A new beer trend has a lot of Canadian beer drinkers thinking lighter thoughts, and drinking lighter draughts. Session beers – craft beers with less alcohol – are becoming incredibly popular across the country. Dozens of brands have popped up in the past few years, from many different respected breweries.
The trend is a reaction to the first wave of craft beer, which brought to Canada, along with greater body and vivid flavors, alcohol percentages that could be shockingly high. A standard, pre-microbrew beer might have 5% ABV (alcohol by volume). Some craft beers have ten or even fifteen. What’s the problem? Diners and bar patrons who are used to driving an hour after one beer, who now get behind the wheel after a triple-strength brew, impaired far beyond legal levels.

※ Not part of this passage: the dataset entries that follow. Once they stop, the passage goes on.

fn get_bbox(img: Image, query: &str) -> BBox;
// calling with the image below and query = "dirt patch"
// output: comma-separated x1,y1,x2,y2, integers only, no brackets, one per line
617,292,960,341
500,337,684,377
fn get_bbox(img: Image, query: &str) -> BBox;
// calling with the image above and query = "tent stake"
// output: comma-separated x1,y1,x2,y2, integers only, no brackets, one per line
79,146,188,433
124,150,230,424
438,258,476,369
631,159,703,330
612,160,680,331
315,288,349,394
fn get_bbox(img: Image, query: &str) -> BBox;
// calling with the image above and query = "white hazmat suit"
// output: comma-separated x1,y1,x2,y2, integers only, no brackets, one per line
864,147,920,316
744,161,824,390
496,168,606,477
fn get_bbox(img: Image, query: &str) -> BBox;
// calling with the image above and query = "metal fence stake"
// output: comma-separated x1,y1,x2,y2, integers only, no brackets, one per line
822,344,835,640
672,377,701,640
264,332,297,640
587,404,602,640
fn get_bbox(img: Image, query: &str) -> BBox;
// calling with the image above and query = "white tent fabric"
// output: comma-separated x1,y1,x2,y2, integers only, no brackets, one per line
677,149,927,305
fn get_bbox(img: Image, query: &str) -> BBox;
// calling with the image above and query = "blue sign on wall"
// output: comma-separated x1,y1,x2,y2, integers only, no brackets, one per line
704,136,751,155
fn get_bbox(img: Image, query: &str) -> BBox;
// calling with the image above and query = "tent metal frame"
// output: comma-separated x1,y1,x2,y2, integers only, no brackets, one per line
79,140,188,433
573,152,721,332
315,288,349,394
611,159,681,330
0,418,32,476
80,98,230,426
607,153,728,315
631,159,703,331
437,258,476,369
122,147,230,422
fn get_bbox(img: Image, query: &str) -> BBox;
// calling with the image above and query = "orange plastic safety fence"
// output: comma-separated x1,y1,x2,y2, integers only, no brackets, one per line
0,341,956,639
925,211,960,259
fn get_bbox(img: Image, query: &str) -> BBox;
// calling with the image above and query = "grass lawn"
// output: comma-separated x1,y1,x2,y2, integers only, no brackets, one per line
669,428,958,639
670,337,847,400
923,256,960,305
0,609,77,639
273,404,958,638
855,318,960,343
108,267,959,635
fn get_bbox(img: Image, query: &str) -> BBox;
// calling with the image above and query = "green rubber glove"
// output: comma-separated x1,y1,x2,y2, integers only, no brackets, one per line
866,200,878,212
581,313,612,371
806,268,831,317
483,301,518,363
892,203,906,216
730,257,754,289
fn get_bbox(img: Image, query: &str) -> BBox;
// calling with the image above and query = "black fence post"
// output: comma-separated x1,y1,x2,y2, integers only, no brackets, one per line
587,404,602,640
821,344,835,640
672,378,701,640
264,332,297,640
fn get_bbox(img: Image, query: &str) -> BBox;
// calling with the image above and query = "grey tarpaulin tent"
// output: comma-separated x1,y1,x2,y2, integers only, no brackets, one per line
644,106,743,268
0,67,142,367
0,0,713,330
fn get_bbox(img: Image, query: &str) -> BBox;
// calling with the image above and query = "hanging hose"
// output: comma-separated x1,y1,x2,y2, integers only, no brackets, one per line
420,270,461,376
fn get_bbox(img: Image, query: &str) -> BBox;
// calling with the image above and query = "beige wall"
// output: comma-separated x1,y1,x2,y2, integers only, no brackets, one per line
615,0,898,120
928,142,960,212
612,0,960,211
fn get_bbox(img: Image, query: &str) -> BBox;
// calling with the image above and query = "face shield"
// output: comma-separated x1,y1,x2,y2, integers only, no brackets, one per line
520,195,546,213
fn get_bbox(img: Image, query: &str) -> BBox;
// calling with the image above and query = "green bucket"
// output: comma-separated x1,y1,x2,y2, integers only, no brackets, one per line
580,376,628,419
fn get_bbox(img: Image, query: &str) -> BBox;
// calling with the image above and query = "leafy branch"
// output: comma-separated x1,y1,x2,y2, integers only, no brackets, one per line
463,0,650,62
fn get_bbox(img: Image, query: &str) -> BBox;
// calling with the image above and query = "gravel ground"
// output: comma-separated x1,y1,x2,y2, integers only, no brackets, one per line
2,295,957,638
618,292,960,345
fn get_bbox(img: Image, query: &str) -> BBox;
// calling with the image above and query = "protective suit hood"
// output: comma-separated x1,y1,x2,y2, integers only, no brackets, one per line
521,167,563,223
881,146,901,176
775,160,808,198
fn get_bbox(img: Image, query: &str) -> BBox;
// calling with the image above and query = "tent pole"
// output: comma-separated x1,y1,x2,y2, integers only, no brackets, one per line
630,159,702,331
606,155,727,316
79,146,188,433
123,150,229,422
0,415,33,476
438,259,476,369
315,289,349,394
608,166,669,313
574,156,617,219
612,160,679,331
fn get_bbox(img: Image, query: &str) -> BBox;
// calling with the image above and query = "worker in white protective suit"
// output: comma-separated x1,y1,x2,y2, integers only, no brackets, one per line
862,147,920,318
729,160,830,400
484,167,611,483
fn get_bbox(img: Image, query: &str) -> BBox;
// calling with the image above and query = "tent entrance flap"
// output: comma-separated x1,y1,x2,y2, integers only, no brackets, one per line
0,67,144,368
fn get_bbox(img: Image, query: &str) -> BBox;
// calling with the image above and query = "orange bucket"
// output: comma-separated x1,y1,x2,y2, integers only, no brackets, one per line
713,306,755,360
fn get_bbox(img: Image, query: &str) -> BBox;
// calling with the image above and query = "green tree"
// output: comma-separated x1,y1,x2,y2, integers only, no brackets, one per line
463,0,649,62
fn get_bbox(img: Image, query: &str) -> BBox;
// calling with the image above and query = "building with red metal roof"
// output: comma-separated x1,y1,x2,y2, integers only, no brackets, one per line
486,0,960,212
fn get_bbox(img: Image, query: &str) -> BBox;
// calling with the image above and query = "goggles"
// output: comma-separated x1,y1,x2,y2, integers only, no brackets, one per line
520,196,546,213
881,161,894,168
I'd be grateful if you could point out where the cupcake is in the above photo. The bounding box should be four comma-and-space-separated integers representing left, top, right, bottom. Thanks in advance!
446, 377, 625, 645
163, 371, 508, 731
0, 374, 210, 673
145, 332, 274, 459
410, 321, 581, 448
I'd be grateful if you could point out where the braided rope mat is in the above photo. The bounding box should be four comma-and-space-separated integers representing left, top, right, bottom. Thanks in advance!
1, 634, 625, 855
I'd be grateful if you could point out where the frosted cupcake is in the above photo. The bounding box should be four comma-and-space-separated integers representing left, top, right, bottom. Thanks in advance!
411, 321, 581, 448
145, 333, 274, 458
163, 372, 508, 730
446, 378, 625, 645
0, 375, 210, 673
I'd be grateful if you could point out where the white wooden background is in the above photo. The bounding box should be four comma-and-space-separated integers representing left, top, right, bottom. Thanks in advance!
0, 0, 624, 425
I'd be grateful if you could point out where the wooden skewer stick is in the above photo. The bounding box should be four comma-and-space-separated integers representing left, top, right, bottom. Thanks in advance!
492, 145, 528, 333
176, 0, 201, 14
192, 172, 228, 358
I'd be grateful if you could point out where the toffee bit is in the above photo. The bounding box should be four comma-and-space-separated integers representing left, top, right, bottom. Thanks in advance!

“The reception has been phenomenal,” says Tim Barnes, VP of Marketing & Sales at Central City Brewing in Vancouver. ‘We didn’t think it would do as well as it has.” Their particular session beer, India Session Ale, is 4% alcohol.
Lower alcohol beers have been available for decades, but these new brews distinguish themselves from so-called “light” beers because they retain the flavour that the low-alcohol offerings from so-called Big Beer are not renowned for.
Restaurant chains in Canada are embracing the trend – serving lower-alcohol beers keeps roadways safer without hurting their bottom line. “The laws about drinking and driving are getting more strict,” says Barnes. “They’re never going to get any looser; we all know that.”
Canadian restaurant chains appear to have made peace with this trend, in a manner that has not yet caught on in the US. Perhaps the proliferation of a session beers is a sign that more people are willing to drink together without getting drunk. Score one for highway safety.